If some of the above parting of the ways were perhaps premature, would it not be equally premature to now offload De Boer, a coach engaged only in early August when it became clear that no amount of marriage counselling was going to keep Roberto Mancini “wedded” to Inter?   Would it not make more sense to persevere with De Boer, making allowances for the fact that he has never coached anywhere other than Ajax Amsterdam before and that he was propelled into the hot seat with a set of players not of his choosing?

Perhaps the powers at Inter might like to reflect that yesterday, after a poor first half, Inter got back into the game, losing only to a late penalty, the result of a clumsy tackle by defender Davide Santon.   One of the most disappointing elements about yesterday’s defeat is that it came three days after Inter had struggled to an admittedly far from impressive 1-0 home win against Southampton in the Europa League.

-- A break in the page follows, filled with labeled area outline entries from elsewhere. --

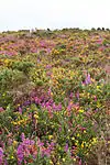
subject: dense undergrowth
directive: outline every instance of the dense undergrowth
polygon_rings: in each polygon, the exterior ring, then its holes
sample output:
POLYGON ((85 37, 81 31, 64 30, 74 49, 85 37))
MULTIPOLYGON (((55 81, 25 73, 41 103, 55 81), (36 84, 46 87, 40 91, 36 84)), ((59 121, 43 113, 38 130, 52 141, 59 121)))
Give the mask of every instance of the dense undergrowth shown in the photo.
POLYGON ((109 165, 110 31, 0 34, 0 164, 109 165))

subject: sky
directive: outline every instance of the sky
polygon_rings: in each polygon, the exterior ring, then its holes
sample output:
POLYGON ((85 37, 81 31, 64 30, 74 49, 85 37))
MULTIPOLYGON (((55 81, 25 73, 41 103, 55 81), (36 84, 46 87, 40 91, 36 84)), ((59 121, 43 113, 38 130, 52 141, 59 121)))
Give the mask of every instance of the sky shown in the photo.
POLYGON ((0 0, 0 32, 109 28, 110 0, 0 0))

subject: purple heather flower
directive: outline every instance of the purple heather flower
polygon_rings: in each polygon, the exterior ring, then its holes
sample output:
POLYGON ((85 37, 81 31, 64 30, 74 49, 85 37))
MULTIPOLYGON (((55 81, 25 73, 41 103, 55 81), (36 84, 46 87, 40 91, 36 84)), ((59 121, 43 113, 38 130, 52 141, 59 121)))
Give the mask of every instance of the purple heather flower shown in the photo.
POLYGON ((2 150, 2 147, 0 147, 0 164, 2 164, 3 163, 3 150, 2 150))
POLYGON ((22 108, 21 107, 19 107, 19 112, 22 114, 22 108))
POLYGON ((66 143, 66 145, 65 145, 64 151, 65 151, 65 152, 67 152, 67 151, 68 151, 68 144, 67 144, 67 143, 66 143))
POLYGON ((86 84, 86 85, 91 84, 90 74, 88 74, 88 75, 86 76, 85 84, 86 84))

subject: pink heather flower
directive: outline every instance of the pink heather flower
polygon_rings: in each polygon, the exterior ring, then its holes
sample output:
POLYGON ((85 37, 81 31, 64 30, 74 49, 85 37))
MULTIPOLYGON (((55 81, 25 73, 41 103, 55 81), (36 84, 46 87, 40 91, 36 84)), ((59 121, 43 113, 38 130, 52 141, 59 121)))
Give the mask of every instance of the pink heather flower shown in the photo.
POLYGON ((4 111, 4 109, 2 107, 0 107, 0 112, 4 111))
POLYGON ((21 107, 19 107, 19 112, 22 114, 22 108, 21 107))
POLYGON ((85 85, 91 84, 90 74, 87 74, 86 79, 84 81, 85 85))
POLYGON ((64 151, 67 152, 68 151, 68 144, 66 143, 64 151))
POLYGON ((0 164, 3 164, 3 150, 0 147, 0 164))

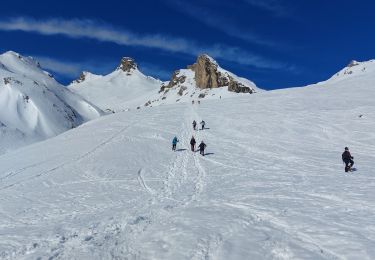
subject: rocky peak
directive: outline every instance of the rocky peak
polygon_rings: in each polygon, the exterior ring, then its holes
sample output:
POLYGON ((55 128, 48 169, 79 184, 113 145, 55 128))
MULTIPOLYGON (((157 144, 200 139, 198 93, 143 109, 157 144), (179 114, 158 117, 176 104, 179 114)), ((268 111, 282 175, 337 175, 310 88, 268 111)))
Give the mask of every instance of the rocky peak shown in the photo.
POLYGON ((351 67, 354 67, 354 66, 357 66, 359 65, 359 62, 356 61, 356 60, 352 60, 349 64, 348 64, 348 68, 351 68, 351 67))
POLYGON ((120 65, 117 67, 116 70, 122 70, 124 72, 131 72, 133 70, 138 69, 137 63, 135 60, 130 57, 123 57, 120 61, 120 65))
POLYGON ((78 79, 73 80, 72 83, 76 83, 76 84, 78 84, 78 83, 81 83, 81 82, 85 81, 88 73, 89 73, 89 72, 87 72, 87 71, 83 71, 83 72, 81 73, 81 75, 79 75, 78 79))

That victory had suggested that De Boer might finally be about to halt the losing tide.   Now, it remains to be seen what Inter’s Chinese (Sunning Holdings Group Co.) and Indonesian (Erick Thohir) owners will opt to do.  For the time being, Italian media speculation suggests that Italians such as ex-Lazio coach Stefano Pioli, ex-Verona coach Andrea Mandorlini and ex-Swansea coach Francesco Guidolin head an Inter “wish list” that also includes Frenchman Laurent Blanc and Brazilian Leonardo.

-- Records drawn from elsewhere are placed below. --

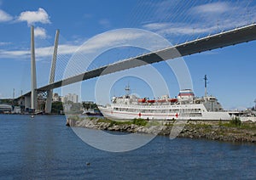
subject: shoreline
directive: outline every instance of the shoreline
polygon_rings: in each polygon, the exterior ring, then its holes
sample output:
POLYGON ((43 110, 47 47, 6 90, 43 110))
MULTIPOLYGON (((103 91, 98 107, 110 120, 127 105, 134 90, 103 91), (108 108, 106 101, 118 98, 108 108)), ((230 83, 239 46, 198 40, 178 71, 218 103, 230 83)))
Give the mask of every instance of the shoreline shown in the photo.
MULTIPOLYGON (((182 122, 182 121, 181 121, 182 122)), ((105 131, 126 132, 131 133, 149 133, 170 136, 172 127, 180 126, 183 129, 177 138, 204 138, 224 142, 241 142, 256 143, 256 122, 240 121, 240 125, 231 121, 188 121, 176 125, 174 121, 133 120, 129 121, 113 121, 101 118, 67 119, 67 126, 105 131)))

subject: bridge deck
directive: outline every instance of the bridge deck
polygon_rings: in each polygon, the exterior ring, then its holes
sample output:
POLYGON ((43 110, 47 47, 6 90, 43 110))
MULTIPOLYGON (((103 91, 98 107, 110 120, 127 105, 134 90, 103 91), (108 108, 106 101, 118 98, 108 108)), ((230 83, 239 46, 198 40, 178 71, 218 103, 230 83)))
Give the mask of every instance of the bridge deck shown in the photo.
MULTIPOLYGON (((220 32, 203 38, 169 47, 165 49, 151 52, 134 58, 119 61, 93 70, 59 81, 38 88, 38 91, 47 91, 53 88, 67 86, 93 77, 117 72, 130 68, 138 67, 147 64, 157 63, 196 53, 224 48, 249 41, 256 40, 256 24, 236 28, 228 31, 220 32)), ((30 92, 26 95, 29 95, 30 92)))

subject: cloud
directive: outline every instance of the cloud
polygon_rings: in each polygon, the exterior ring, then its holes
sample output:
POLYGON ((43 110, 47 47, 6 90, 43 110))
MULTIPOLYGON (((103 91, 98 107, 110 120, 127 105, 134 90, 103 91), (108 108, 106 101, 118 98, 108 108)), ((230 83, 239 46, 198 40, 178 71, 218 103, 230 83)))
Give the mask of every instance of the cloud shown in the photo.
POLYGON ((46 38, 46 30, 42 27, 36 27, 34 30, 35 37, 46 38))
POLYGON ((107 19, 102 19, 99 20, 99 24, 105 28, 109 28, 111 26, 110 21, 107 19))
POLYGON ((12 20, 13 17, 10 14, 0 9, 0 22, 10 21, 12 20))
MULTIPOLYGON (((41 29, 41 28, 40 28, 41 29)), ((43 29, 43 28, 42 28, 43 29)), ((111 46, 118 45, 120 42, 125 42, 129 40, 141 40, 146 38, 143 33, 127 33, 127 32, 108 32, 109 36, 104 36, 104 33, 93 37, 93 41, 90 41, 86 46, 81 46, 81 44, 67 43, 60 44, 58 46, 59 55, 72 55, 74 53, 94 53, 96 50, 111 46)), ((36 34, 36 33, 35 33, 36 34)), ((149 38, 148 37, 147 38, 149 38)), ((154 44, 148 44, 148 46, 154 47, 154 44)), ((35 49, 36 59, 44 59, 52 56, 53 46, 37 48, 35 49)), ((26 50, 4 50, 0 49, 0 59, 30 59, 30 49, 26 50)))
POLYGON ((20 16, 18 17, 18 21, 26 21, 27 25, 32 25, 34 23, 43 23, 43 24, 49 24, 49 16, 48 15, 47 12, 39 8, 38 11, 25 11, 20 13, 20 16))
POLYGON ((0 42, 0 46, 6 46, 6 45, 9 45, 12 44, 12 42, 0 42))
POLYGON ((196 6, 191 11, 196 14, 222 14, 230 11, 232 7, 226 2, 218 2, 196 6))
POLYGON ((156 33, 165 36, 165 35, 195 35, 206 32, 210 32, 214 29, 215 26, 203 27, 201 25, 200 28, 194 28, 193 25, 185 23, 150 23, 144 25, 143 27, 150 31, 154 31, 156 33))

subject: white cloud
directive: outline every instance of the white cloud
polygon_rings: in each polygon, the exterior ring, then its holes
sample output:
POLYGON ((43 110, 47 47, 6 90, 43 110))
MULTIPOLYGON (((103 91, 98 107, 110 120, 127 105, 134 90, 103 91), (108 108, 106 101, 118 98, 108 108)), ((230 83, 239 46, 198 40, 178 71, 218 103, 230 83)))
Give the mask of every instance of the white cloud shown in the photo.
POLYGON ((46 30, 42 27, 36 27, 34 30, 35 37, 46 38, 46 30))
POLYGON ((12 20, 13 17, 7 14, 6 12, 4 12, 3 10, 0 9, 0 22, 6 22, 6 21, 9 21, 12 20))
POLYGON ((102 19, 99 21, 99 24, 105 28, 109 28, 111 26, 110 21, 107 19, 102 19))
POLYGON ((28 25, 38 22, 43 24, 50 23, 47 12, 42 8, 39 8, 38 11, 25 11, 20 13, 20 16, 18 17, 18 20, 26 21, 28 25))
POLYGON ((0 46, 6 46, 6 45, 9 45, 12 44, 12 42, 0 42, 0 46))
MULTIPOLYGON (((98 35, 93 38, 86 46, 81 46, 81 44, 60 44, 58 46, 58 54, 71 55, 73 53, 81 52, 86 52, 86 53, 94 53, 96 50, 120 43, 120 42, 125 42, 128 40, 140 41, 142 38, 146 38, 143 33, 122 33, 115 31, 108 32, 109 36, 104 36, 104 33, 98 35)), ((149 38, 149 37, 148 37, 149 38)), ((148 46, 154 47, 154 44, 148 44, 148 46)), ((38 48, 35 49, 36 59, 44 59, 52 56, 53 46, 38 48)), ((30 49, 26 50, 4 50, 0 49, 0 59, 30 59, 30 49)))
POLYGON ((218 2, 199 5, 191 8, 191 11, 196 14, 222 14, 230 10, 230 4, 226 2, 218 2))

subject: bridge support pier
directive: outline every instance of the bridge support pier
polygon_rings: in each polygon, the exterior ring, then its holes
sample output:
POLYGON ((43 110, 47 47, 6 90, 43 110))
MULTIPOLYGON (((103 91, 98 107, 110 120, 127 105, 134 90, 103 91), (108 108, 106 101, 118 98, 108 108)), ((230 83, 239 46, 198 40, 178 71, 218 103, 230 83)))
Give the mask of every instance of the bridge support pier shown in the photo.
MULTIPOLYGON (((55 82, 55 66, 56 66, 56 59, 57 59, 57 51, 58 51, 58 43, 59 43, 59 34, 60 34, 60 31, 57 30, 55 34, 55 39, 54 53, 51 60, 49 84, 51 84, 55 82)), ((45 113, 51 113, 52 95, 53 95, 53 90, 50 89, 47 92, 47 98, 45 103, 45 113)))
POLYGON ((31 109, 37 109, 37 73, 35 58, 34 26, 31 26, 31 109))

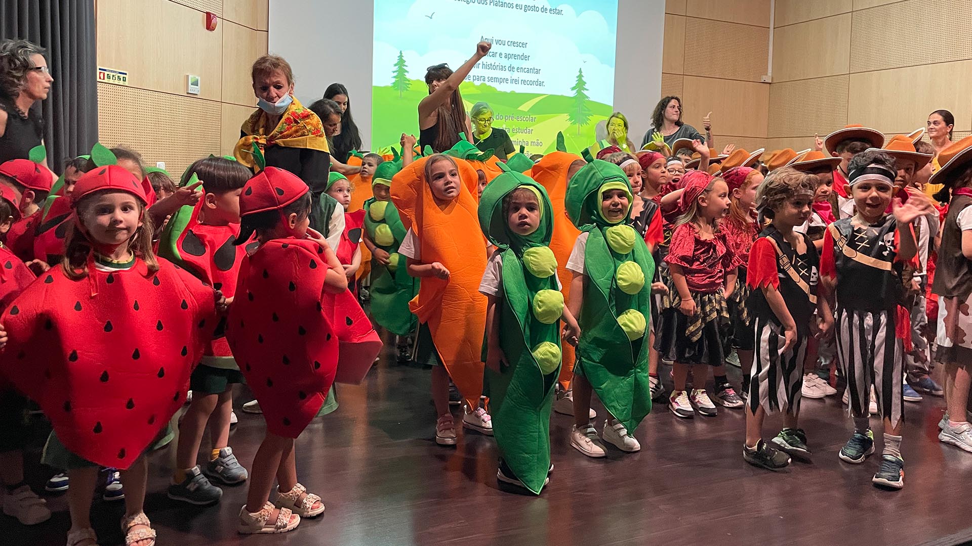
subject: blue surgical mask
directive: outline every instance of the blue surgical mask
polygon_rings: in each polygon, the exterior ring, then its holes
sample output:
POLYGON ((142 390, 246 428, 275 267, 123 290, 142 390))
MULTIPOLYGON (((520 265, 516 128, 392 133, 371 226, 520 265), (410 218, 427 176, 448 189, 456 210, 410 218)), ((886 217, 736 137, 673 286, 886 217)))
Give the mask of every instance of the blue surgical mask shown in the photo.
POLYGON ((278 100, 276 103, 267 102, 263 99, 260 99, 257 101, 257 106, 259 106, 263 112, 266 112, 271 116, 280 116, 284 112, 287 112, 287 107, 290 106, 292 102, 294 102, 294 97, 292 97, 288 93, 280 97, 280 100, 278 100))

Whilst Inter flap around in some difficulty, their cross-town rivals, Milan, registered their best result of the season last Saturday night, defeating champions Juventus 1-0 in a game in which the spectacular winning goal was scored by Manuel Locatelli, an exciting product of the club’s youth team system.   Given that Roma also won, picking up their third consecutive win with a 4-1 home defeat of Palermo, Juventus suddenly look “normal”, just two points clear of joint seconds, Roma and Milan.

Spare a thought for Napoli, 2-1 winners away to bottom club Crotone.   Napoli coach Maurizio Sarri must be wondering just what he has to do to stabilize his attack.   Having lost Argentine Gonzalo Higuain to Juventus in the mid-summer transfer market, the club replaced him with Pole Arkadiusz Milik.   After a brilliant start, Milik has however been ruled out for the next three to four months by a cruciate ligament, knee injury picked up during Poland’s 3-2 World Cup qualifier win over Denmark earlier this month.

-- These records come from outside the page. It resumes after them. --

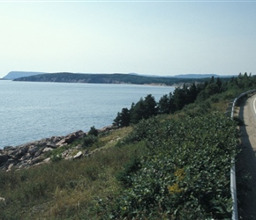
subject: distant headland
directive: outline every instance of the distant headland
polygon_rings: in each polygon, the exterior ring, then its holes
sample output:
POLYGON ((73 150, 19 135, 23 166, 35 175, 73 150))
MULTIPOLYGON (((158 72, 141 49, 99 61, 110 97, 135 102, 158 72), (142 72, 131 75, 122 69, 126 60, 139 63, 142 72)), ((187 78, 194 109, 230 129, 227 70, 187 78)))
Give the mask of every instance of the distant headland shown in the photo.
POLYGON ((87 84, 134 84, 174 85, 192 81, 200 82, 209 77, 230 77, 216 74, 185 74, 172 77, 141 75, 137 73, 46 73, 30 71, 11 71, 3 79, 28 82, 87 83, 87 84))

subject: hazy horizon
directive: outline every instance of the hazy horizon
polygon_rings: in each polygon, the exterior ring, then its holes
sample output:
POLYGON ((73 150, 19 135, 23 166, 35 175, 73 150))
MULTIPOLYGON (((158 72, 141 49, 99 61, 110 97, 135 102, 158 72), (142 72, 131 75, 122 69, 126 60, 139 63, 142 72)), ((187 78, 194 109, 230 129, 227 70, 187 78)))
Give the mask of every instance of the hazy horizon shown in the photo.
POLYGON ((0 1, 0 78, 256 74, 255 20, 255 1, 0 1))

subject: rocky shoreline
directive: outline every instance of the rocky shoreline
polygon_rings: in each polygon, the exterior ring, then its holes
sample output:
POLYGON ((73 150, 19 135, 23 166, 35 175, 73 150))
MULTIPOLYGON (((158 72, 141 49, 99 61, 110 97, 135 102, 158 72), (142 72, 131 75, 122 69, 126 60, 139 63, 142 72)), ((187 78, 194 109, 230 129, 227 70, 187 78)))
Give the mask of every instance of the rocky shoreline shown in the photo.
MULTIPOLYGON (((106 132, 112 128, 112 126, 105 127, 100 129, 99 132, 106 132)), ((0 169, 9 172, 12 169, 19 170, 49 163, 51 158, 46 157, 47 152, 70 144, 75 140, 85 137, 87 135, 87 133, 79 130, 65 136, 51 136, 16 147, 6 146, 2 150, 0 149, 0 169)), ((77 159, 90 154, 88 150, 83 150, 82 146, 79 144, 73 149, 64 151, 61 154, 61 158, 77 159), (77 151, 75 155, 74 150, 77 151)))

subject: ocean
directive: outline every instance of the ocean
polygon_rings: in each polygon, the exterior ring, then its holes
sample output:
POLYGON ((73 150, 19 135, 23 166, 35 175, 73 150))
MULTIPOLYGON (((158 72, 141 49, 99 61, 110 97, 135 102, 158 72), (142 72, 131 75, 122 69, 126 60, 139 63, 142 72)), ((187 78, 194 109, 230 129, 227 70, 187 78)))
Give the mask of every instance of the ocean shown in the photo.
POLYGON ((117 112, 175 87, 0 80, 0 149, 111 125, 117 112))

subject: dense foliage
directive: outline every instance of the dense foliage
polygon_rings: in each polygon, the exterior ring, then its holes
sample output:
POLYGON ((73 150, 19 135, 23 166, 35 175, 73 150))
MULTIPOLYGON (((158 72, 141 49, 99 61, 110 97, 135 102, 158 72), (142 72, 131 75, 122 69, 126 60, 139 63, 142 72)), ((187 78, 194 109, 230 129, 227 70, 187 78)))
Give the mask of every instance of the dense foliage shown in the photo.
POLYGON ((196 102, 200 105, 205 100, 212 98, 216 102, 219 98, 216 95, 224 94, 227 99, 234 98, 245 90, 252 88, 256 84, 256 77, 239 74, 238 77, 230 79, 215 78, 206 80, 203 84, 184 84, 176 87, 169 94, 163 95, 159 102, 154 100, 152 95, 140 99, 136 104, 132 103, 131 108, 123 108, 114 119, 114 125, 117 127, 136 124, 141 119, 148 119, 151 116, 162 114, 173 114, 183 109, 185 106, 196 102), (227 92, 229 92, 227 93, 227 92))
POLYGON ((147 95, 117 114, 124 128, 102 136, 92 127, 65 146, 101 150, 91 157, 64 160, 56 149, 56 163, 0 171, 0 218, 230 219, 238 136, 223 113, 230 99, 255 85, 245 73, 184 84, 158 103, 147 95))
POLYGON ((127 174, 129 187, 99 212, 104 219, 230 218, 237 137, 235 122, 222 114, 141 121, 124 143, 146 140, 150 153, 127 174))
MULTIPOLYGON (((134 74, 74 74, 69 72, 41 74, 14 79, 14 81, 32 82, 66 82, 66 83, 87 83, 87 84, 157 84, 172 85, 174 84, 188 83, 191 78, 146 77, 134 74)), ((201 82, 202 79, 197 79, 201 82)))

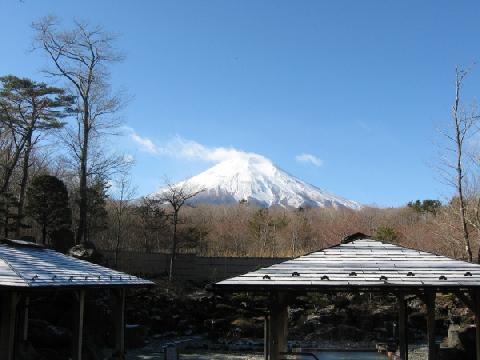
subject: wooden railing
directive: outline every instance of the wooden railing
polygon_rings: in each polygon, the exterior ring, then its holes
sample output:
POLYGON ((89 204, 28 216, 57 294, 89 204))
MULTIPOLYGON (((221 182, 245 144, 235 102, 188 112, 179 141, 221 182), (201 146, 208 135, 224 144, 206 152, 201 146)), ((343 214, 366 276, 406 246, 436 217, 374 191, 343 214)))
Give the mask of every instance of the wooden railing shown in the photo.
POLYGON ((308 356, 308 357, 311 357, 314 360, 320 360, 317 357, 317 355, 315 355, 314 353, 303 352, 303 351, 300 351, 300 352, 282 352, 282 353, 280 353, 280 356, 282 356, 280 358, 280 360, 290 360, 290 359, 292 359, 290 356, 295 356, 295 358, 293 358, 293 359, 296 359, 297 356, 308 356))

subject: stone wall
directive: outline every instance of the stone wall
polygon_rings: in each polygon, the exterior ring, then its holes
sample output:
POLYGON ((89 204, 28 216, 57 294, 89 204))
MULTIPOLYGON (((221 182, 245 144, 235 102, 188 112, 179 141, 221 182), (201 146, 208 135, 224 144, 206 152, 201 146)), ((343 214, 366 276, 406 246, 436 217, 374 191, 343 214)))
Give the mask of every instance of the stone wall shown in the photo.
MULTIPOLYGON (((106 265, 113 267, 113 251, 102 250, 106 265)), ((289 258, 202 257, 194 254, 177 255, 175 278, 182 281, 214 282, 270 266, 289 258)), ((169 256, 164 253, 123 251, 118 257, 118 269, 131 274, 165 275, 169 256)))

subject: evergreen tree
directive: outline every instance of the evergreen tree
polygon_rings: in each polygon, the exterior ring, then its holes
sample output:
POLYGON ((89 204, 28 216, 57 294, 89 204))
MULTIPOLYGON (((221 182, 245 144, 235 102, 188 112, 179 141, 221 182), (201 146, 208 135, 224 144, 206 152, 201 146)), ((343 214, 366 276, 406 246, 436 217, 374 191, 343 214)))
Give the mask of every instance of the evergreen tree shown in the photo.
POLYGON ((55 176, 41 175, 32 180, 27 191, 27 213, 42 228, 42 243, 53 231, 69 228, 72 212, 65 184, 55 176))
POLYGON ((10 142, 9 154, 1 163, 2 192, 11 188, 13 172, 17 165, 22 165, 15 225, 17 236, 22 225, 32 150, 43 134, 63 127, 61 119, 70 114, 73 100, 62 88, 13 75, 0 77, 0 129, 10 142))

Up stepped Manolo Gabbiadini to replace Milik.  He however managed to get himself sent off after only half an hour against Crotone yesterday, in the process probably ruling himself out of next Saturday night’s big game, away to Juventus.   Ah well, at least Napoli came back from the disappointment of a midweek Champions League 2-3 defeat at home to Turkish side Besiktas.  For all of the above, all is still to play for and these remain early days in the season.

Final consideration concerns the champions Juventus.  One would suggest that talk of a “crisis” in Turin in the wake of their defeat by Milan is just a tad premature.   Not only did they have a perfectly valid first half goal from Miralem Pjanic overruled but they could also claim that they were still feeling the effects of their 1-0 midweek Champions League away win against Lyon.   That latter game, too, was ominous.  Juve  played badly, conceded a penalty (missed, fortunately for them) and had a man sent off but still won 1-0.   Ominous, no?